Saturday, April 29, 2006

Comfortably Numb??


"Ok.....Ok....Ok....Just a little pinprick.
There'll be no more .....Aaaaaahhhhh!
But you may feel a little sick."

These words echoed in my mind all day long. Infact, all week long and maybe longer than that. I guess that it has been there ever since i made the appointment with the doctor. There was no way out and i had to get this check up done. I have had a huge fear of needles as long as i can remember and i have also passed out on few ocassions even before an injection was administered. I didnt know what to expect this time. Phew... i was glad when the doctor said that he would not need to use a syringe and draw blood. Just a little pin prick. Thats all that was needed. Just one single drop of blood was needed. I have never been more happier to part with my blood than on this occasion.
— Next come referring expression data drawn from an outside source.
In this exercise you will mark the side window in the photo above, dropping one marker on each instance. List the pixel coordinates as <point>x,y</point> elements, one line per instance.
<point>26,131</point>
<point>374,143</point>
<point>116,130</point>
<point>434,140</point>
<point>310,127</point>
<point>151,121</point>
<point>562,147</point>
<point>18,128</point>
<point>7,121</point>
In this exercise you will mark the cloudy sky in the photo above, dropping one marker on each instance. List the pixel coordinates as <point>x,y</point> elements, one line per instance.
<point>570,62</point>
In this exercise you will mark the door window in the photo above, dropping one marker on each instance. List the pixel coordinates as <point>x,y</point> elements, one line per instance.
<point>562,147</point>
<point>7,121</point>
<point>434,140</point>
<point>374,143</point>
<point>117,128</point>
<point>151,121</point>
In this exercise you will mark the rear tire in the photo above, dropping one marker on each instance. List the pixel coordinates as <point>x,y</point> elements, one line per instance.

In the end, it was just a pin prick. There was no Aaaaaahhhhhh.
I was glad to get out of there.

Friday, April 28, 2006

Insomnia and the Big Hole in my Universe

It was way past 1:00am and sleep was the last thing on my mind. My heart was racing and i was sitting in front of the computer waiting for the phone to ring. What was the outcome? Did she make it? Did she not? I needed answers and i needed it now, obviously they didnt come by. I decided to stay awake longer and push myself and now the time was 3:00am. The phone still didnt ring. Was something wrong with it? I checked it for the hundredth time. I knew it was working fine but it was my insecurity that made me confirm it again and again. My heart was still racing but deep inside i knew that when the phone finally rang, i would hear exactly what i wanted to hear. I was certain about that. Then why was i so nervous? Did my subconscious know that i will be hearing something that i didnt want to? Was this some sort of struggle between me and my self?
Only i know how badly i wanted to have my sunshine with me, and if the interview went well today for her, then she would be with me in a few months. That would help me ease through my course without any pressure. I must mention that the pressure comes from me and not anyone else. I bring it upon my self. I have been building castles for far too long. Real huge ones. Not once did i imagine that one day that it could come crashing down. How could it? This was my world that i shared with my sunshine and it was our perfect world. How could things go wrong?
The time is 3:30 am. The phone rings. Suddenly im too scared to pick up the phone and so i let it ring longer. Oh why should i be scared? Wasnt i sure that i was gonna hear that she cracked the interview? Wasnt those the words that i so wanted to hear and sure that i was going to? Pick up the phone u chicken....!! I decide to put my fear aside and pick up.
I dont remember how long the conversation lasted. I dont rememeber saying much or being able to say much. The words i heard kept on ringing inside my head. What happeend to those words i was supposed to hear? The conversation went on, and i kept waiting for her to say those magic words, "I was Kidding sweetheart, i got through". It never came. My heart stopped racing. What was it racing for now? The castle that i was building in my universe suddenly disappeared. Like it wasnt even there in the first place. All that is left now is a big hole in my universe.